Ali turns 8 in January.

Which means that I don’t want to buy her size 8 dresses, or she’ll grow out of them before I feel they’ve been adequately used.

But guess what size doesn’t exist for girls?

That’s right.

A 9.

Or an 11, for that matter. Or a 13.

And so now I’m stuck, with many questions and zero answers.

Why the flip does the clothing industry decide that nine-year-olds don’t deserve their own size? Does no growth happen at nine? Are nine year olds such a black hole between little girl and tween that they don’t deserve clothes that fit?

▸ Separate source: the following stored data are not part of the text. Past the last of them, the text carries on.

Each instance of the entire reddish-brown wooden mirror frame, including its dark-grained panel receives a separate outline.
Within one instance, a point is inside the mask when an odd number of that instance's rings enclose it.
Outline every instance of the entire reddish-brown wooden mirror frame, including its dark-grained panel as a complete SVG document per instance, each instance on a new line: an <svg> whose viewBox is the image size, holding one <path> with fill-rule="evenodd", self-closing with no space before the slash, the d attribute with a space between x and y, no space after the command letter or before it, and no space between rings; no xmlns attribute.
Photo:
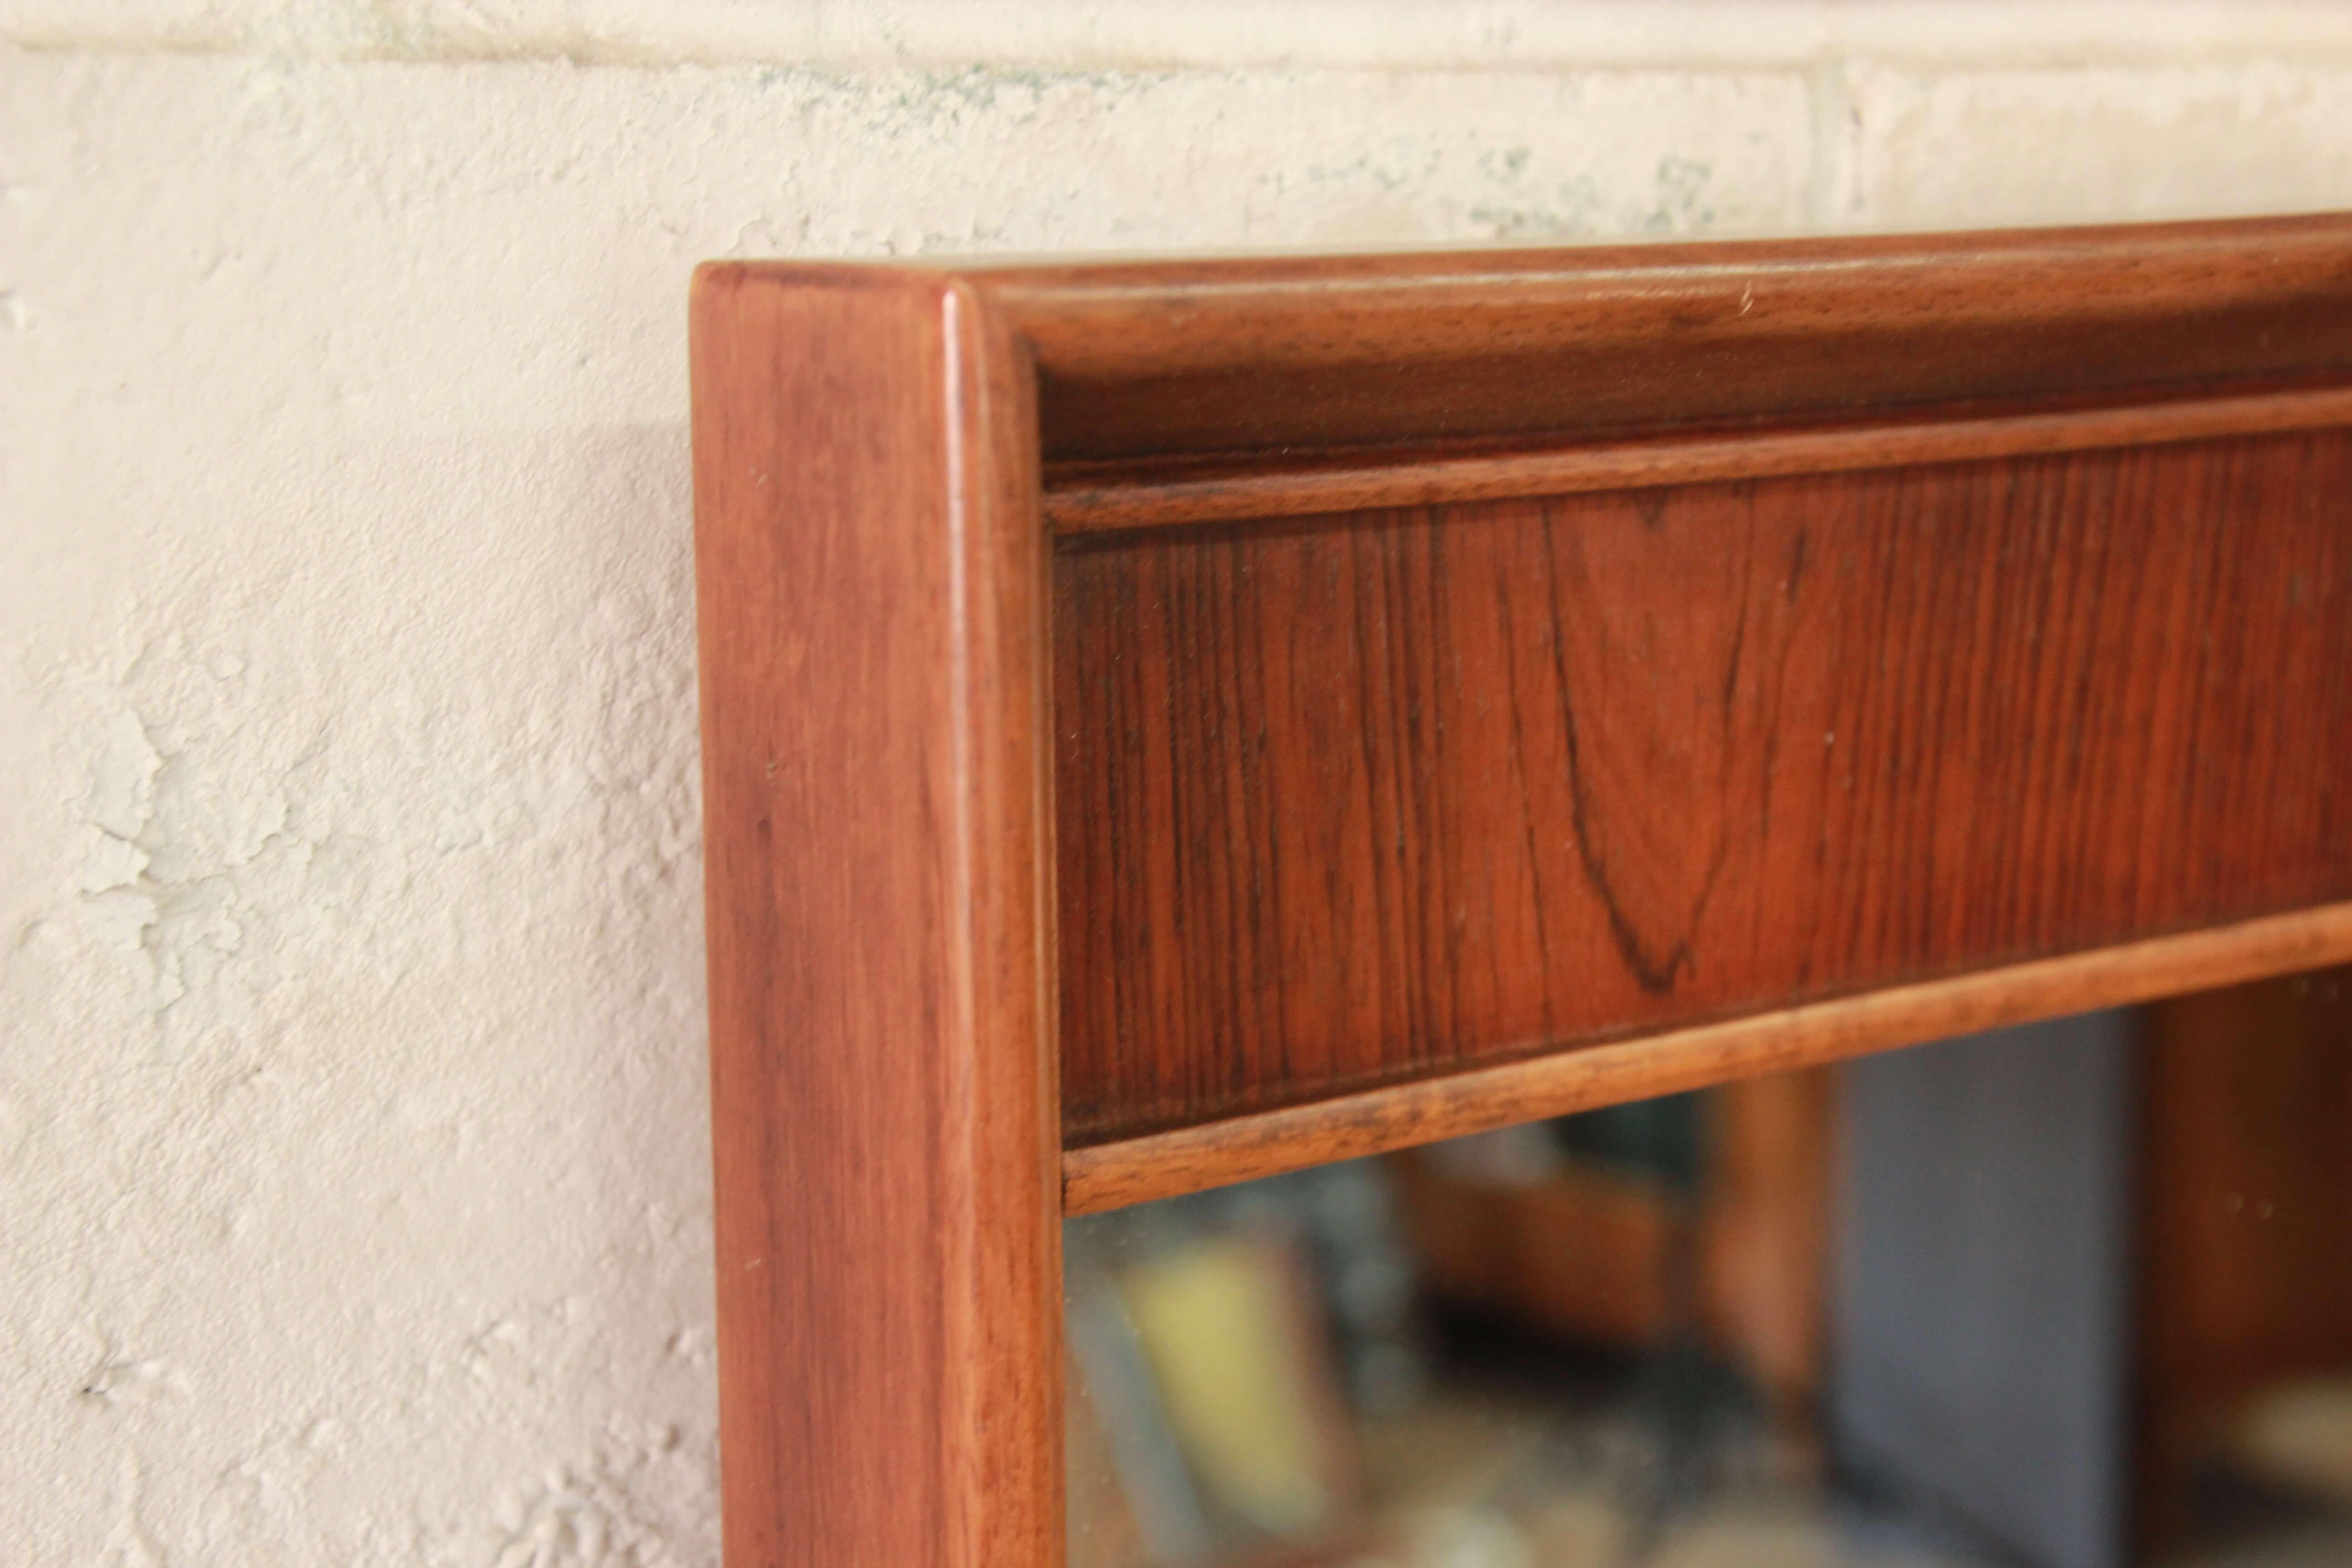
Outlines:
<svg viewBox="0 0 2352 1568"><path fill-rule="evenodd" d="M2352 221L701 270L727 1559L1061 1561L1058 1220L2352 957Z"/></svg>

And is a 10 two sizes bigger than an 8, or just one size and they’re trying to make it seem two sizes bigger? And if so, why not just call it a 9 and let us have what we want?

Why does an 18 month old get their own half-year size, but there’s a two-year gap when many pre-adolescent growth spurts start happening? Do babies deserve less ill-fitting clothes than angsty and changing little girls?

And most importantly, I DON’T WANT TO BUY MY SEVEN-YEAR-OLD CLOTHES THAT ARE TAGGED FOR A TEN-YEAR-OLD. That smells of tween spirit. And I am not prepared for running a Tweendom.

Please enlighten me, Moms-that-are-ahead-of-me. I NEED YOU.